La criminalité et blanchiment de l’argent
On imagine parfois la criminalité organisée comme une économie parallèle et souterraine qui resurgit au moment de blanchir l’argent issu de son activité. Le rapport d’Europol, publié le 18 décembre dernier, sonne très différemment. Par Charles Cuvelliez, Université libre de Bruxelles et Jean-Jacques Quisquater, Université de Louvain et MIT dans « la Tribune ».
Europol a enquêté sur 821 grands réseaux criminels : 86 % d’entre eux ont besoin de structures légales pour prospérer. Ces dernières sont complices : seules 7 % des réseaux criminels les utilisent à leur insu. 16% infiltrent ces organisations légales en corrompant ou compromettant de simples employés, mais le reste est le fait de structures soit créés par les criminels soit d’une collusion à plus haut niveau entre les dirigeants des deux côtés de la barrière, ou à tout le moins des personnes clés. Les réseaux criminels préfèreront des entreprises actives depuis des années à la réputation bien faite. On n’en fait visiblement pas assez contre l’insider threat !
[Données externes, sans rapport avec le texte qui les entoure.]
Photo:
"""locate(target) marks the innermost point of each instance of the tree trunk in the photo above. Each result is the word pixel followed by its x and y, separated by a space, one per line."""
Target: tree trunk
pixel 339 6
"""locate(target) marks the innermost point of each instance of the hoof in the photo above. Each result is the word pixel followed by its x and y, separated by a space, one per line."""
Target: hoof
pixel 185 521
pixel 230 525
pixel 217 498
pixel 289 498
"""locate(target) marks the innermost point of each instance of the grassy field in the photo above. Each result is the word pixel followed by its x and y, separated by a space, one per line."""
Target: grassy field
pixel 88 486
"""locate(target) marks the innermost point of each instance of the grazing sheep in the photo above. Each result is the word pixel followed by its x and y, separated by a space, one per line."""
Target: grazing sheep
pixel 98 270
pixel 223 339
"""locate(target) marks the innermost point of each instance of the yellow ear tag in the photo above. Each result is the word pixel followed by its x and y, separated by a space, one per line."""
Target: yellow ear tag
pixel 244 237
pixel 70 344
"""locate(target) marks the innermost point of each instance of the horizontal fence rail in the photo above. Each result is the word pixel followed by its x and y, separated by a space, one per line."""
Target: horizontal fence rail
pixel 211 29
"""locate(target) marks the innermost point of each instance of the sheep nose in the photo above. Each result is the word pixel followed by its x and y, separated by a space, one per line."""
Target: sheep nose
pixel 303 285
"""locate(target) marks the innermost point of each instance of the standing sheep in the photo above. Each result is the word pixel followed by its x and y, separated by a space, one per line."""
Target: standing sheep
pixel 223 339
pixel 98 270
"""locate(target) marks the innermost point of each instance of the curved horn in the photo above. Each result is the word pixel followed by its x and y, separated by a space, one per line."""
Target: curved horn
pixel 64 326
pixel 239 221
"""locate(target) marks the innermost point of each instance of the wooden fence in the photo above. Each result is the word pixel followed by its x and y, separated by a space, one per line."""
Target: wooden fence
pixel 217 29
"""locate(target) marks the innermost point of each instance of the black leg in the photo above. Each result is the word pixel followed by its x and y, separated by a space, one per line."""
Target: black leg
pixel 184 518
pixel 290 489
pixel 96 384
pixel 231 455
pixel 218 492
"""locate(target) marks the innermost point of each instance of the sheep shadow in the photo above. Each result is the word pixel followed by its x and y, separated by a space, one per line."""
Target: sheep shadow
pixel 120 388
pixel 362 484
Il y a des activités criminelles qui ont, par leur nature, besoin de portes d’entrée et de sortie dans la légalité : ce sont les fraudes à TVA, quand elle est déclarée, mais jamais payée à l’Etat. Ces sociétés apparaissent et disparaissent très vite. Elles n’ont pas ou peu d’employés et peuvent tout faire en ligne, sans avoir des bureaux. Des personnes en difficulté financière ou des sociétés proches de la faillite sont ciblées. Elles émettent de fausses factures. S’y prêtent particulièrement bien : la vente d’appareils électroniques, mais aussi l’alimentation, le textile, bref tout ce qui circule vite sont des cibles de ces fraudes, sans compter la seconde main. Les fraudes aux subsides ont besoin de sociétés de façade, surtout lorsqu’ils sont associés à des appels d’offres. Avec l’Europe qui veut promouvoir l’économie circulaire, numérique ou résiliente, ce sont autant de thèmes à subsides.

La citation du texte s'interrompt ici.